Nixie sprang to her feet and flew round the room from chair to chair, hugging in turn each kitten, and asking it with a passionate earnestness that was very disturbing to its immediate comfort in life: ‘Tell me, Pouf, Smoke, Sambo, this instant! Are you all furry little poets who can’t tell all your little furry poems? Are you, are you, ARE YOU?’

She kissed each one in turn. ‘Are you going to burst and get queer?’ She shook them all till, mightily offended, they left their thrones and took cover sedately under tables and sofas well out of reach of this intimate and public cross-examination. And there they sat, looking straight before them, as though no one else existed in the entire world.

‘I believe they are, Uncle.’

A silence fell between them. Under the furniture, safe in their dark corners, the cats began to purr again. Paul got up and strolled to the open window that looked out across lawns and shrubberies to the fringe of oaks and elms that marked the distant hayfields. The rain still fell gently, silently—a fine, scented, melancholy rain; the rain of a minor key. Tinged with a hundred delicate odours from fields and trees—ghostly perfumes far more subtle than the perfumes of flowers—the air seemed to brush the surface of his soul, dropping its fragrance down into his heart like the close presence of remembered friends.

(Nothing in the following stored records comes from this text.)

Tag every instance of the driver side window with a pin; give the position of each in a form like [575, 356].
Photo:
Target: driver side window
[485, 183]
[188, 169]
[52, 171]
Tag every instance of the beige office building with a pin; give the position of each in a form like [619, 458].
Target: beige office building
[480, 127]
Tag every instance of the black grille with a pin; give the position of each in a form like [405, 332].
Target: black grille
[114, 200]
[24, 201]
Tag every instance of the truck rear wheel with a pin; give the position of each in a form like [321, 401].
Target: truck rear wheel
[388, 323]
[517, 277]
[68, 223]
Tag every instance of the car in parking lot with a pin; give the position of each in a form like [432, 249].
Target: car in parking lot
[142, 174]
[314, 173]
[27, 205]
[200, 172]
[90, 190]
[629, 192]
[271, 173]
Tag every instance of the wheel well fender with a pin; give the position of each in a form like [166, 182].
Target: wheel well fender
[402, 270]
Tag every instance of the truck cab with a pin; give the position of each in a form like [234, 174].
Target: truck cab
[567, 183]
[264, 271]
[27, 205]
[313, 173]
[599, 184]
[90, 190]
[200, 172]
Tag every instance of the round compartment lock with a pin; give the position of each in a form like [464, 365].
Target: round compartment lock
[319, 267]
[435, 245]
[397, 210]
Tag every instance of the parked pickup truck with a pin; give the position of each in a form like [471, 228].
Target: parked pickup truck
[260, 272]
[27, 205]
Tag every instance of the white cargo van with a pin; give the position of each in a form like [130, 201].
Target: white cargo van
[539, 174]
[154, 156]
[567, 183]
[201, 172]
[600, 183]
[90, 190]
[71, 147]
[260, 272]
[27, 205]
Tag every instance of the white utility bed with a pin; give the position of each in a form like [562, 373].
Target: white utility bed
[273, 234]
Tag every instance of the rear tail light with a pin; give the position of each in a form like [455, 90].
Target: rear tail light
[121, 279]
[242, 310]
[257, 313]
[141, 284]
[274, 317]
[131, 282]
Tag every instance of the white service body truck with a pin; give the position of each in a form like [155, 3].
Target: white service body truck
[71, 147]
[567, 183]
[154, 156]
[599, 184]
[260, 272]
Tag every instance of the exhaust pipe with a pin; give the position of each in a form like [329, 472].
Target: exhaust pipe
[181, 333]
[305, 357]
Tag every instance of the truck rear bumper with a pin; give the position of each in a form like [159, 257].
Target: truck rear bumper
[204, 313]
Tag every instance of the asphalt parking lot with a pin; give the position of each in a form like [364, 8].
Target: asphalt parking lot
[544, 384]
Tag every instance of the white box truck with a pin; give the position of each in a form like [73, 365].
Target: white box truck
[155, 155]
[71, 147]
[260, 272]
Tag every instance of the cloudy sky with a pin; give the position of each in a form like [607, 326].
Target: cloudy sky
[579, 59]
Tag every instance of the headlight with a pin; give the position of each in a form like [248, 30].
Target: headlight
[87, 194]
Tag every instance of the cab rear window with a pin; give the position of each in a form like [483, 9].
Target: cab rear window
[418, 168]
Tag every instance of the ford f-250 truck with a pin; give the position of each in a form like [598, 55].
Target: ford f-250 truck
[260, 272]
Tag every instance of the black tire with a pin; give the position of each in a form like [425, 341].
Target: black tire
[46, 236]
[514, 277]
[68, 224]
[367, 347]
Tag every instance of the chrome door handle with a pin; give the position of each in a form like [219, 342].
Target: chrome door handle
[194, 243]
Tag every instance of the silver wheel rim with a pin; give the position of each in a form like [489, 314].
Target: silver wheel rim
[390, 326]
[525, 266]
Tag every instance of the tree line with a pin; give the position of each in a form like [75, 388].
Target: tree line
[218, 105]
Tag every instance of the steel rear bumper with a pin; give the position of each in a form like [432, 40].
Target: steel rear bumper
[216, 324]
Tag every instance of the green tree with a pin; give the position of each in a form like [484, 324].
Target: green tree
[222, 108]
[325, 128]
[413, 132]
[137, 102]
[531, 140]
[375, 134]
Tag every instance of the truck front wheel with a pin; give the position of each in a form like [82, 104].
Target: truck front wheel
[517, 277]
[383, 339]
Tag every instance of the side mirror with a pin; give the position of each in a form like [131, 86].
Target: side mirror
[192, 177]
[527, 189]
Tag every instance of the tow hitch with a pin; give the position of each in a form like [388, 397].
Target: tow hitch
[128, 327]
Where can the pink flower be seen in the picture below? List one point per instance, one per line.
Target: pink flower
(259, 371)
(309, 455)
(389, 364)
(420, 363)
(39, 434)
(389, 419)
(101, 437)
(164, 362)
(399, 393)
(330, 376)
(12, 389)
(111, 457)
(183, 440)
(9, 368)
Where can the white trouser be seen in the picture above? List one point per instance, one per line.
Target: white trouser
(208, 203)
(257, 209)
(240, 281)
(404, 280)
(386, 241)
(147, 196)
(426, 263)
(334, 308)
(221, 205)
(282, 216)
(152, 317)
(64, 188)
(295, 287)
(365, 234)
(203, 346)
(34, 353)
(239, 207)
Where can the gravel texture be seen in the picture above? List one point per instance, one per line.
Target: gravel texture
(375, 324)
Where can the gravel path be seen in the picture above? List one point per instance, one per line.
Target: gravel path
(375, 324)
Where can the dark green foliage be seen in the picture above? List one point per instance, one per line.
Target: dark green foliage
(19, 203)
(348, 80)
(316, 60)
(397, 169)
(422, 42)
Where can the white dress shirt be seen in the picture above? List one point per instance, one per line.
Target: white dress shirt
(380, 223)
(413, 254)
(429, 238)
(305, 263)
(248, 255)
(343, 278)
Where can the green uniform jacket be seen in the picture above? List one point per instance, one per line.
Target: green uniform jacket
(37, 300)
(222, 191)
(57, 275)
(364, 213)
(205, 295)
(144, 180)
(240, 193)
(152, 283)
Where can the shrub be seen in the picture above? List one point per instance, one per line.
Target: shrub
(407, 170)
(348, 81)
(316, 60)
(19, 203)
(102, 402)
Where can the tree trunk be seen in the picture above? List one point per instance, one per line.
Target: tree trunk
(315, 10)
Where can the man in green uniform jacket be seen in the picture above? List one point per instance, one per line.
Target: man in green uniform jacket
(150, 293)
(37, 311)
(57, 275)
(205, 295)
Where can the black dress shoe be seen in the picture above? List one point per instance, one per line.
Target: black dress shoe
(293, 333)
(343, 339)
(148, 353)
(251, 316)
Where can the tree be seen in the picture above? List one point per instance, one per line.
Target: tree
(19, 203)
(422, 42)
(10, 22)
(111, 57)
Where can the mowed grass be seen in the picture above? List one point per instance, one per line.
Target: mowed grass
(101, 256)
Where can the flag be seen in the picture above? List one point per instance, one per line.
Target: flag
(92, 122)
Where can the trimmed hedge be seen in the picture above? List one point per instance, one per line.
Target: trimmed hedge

The evening mode invaded him softly, soothingly; and out of it, in some way he scarcely understood, crept something that brought a vague disquiet in its train. A little timid thought stole to the threshold of his heart and knocked gently upon the door of its very inmost chamber. And the sound of the knocking, faint and muffled though it was, woke echoes in this secret chamber that proclaimed in a tone of reproach, if not almost of warning, that it was still empty and unfurnished. A deep, infinite yearning, and a yearning that was new, stirred within him, then suddenly rose to the surface of his mind like a voice calling to him from far away out of mist and darkness.

‘If only I had children of my own...!’ it called; and the echo whispered afterwards ‘of my very own, made out of my very thoughts...!’

He turned to Nixie who had followed, and now leaned beside him on the window-sill.

‘So the language of wind and trees and water you translate afterwards into stories, do you?’ he asked, taking up the conversation where they had left it. It was hardly a question; he was musing aloud as he gazed out into the mists that gathered with the dusk. ‘It’s all silent enough now, at any rate there’s not a breath of air moving. The trees are dreaming—dreaming perhaps of the Dance of the Winds, or of the love-making of the snow when their leaves are gone and the flakes settle softly on the bare twigs; or perhaps dreaming of the humming of the sap that brings their new clothes with such a rush of glory and wonder in the spring——’

Again the child looked up into his face with shining eyes. The magic of her little treasured beliefs had touched the depths of him, and she felt that they were in the same world together, without pretence and without the barriers of age. She was radiantly happy, and rather wonderful into the bargain, a fairy if ever there was one.

‘They’re just thinking,’ she said softly.